3

With some periodicity this needs to be done:

  • Inserting data from a production database into a test/development database, so that programmers have fresh data to test on.
  • Migrating data from a database into another, for whatever reason.

Note: databases are relational.

The problem is:

  • Databases were modeled with a "all-PK-are-surrogate" policy.
  • Moving data from a database to another involves programming to avoid colision of PK values ( generated by sequences ).
  • A table pairing the values of the PKs of origin and destination database's tables is needed in order to do the "equivalency" between surrogate keys.
  • Said table has to be created in advance of migration, by matching business keys (which are not PK, so don't govern FKs)
  • Data migration even of a single table in not trivial, as opossed to tables with natural keys.

What's the easiest way of copying rows from one database to another when all tables have surrogates keys ?

7

We came across this problem (or at least a similar one) not long ago at work, and our solution is to divide the migration process into steps:

  • Insert the new data to a temporary staging table(s)
  • Update the surrogate keys in the staging table(s) so that there are no conflicts
  • Insert the data into the target table(s)
  • Delete the staging table(s)

The second part is the tricky part, but in our case we were able to follow this algorithm for each table:

  • If there are any foreign keys against this table, set up foreign keys in the staging table with ON UPDATE CASCADE
  • Update the primary keys of all rows to a new id range. We used negative ids. E.g. UPDATE STAGINGTABLE SET ID=-ID-1; Now there is no risk of id clashes in the next step.
  • Now, for each row in STAGINGTABLE, generate and assign a new id

Repeat for each staging table. When all staging tables are processed, INSERT the data into the target tables.

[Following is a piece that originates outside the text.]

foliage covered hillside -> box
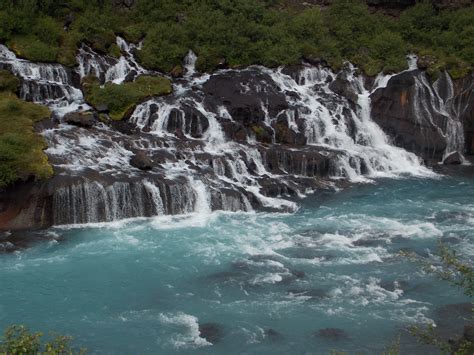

One assumption this relies on is that all data is new and independent from the data already in the database.

3
  • +1 for the real-life answer. But, how do you checkwhich data is new ? Don't you have to compare business keys ? Jul 8 '13 at 18:01
  • Our case was easier that way - we knew that all data was new. I haven't thought about the more difficult case you describe, but I think it's possible to borrow ideas from the approach we used.
    – waxwing
    Jul 8 '13 at 18:16
  • Of couse, your approach will be of help. Jul 8 '13 at 18:17
-1

Alternative approach if you do not need to disguise the data for privacy reasons. All database changes and values for lookup tables should be in source control. We simply restore the last prod backup and then use source control scripts to add whatever dev changes haven't made it to Prod yet. If you have multiple databases, all should be refreshed at the same time. One advantage of this is that you have roughly the same number of records as prod which makes a huge differnce in testing your database code for performance. It also helps keep your devs using source control for changes and helps practice deployments before you move them to other environments.

4
  • You mean versioning whole plain text exports of the database in a version control system ? Jul 8 '13 at 19:17
  • Every object and every change to an object in a database should be in source control. You should be able to run the scripts in order by version.
    – HLGEM
    Jul 8 '13 at 21:04
  • I meant data. Not only structure: You mean versioning whole plain text exports of the database (structure and data) in a version control system ? Jul 8 '13 at 21:08
  • The only data that should be in source control would be lookup tables that are not ever changed from the application.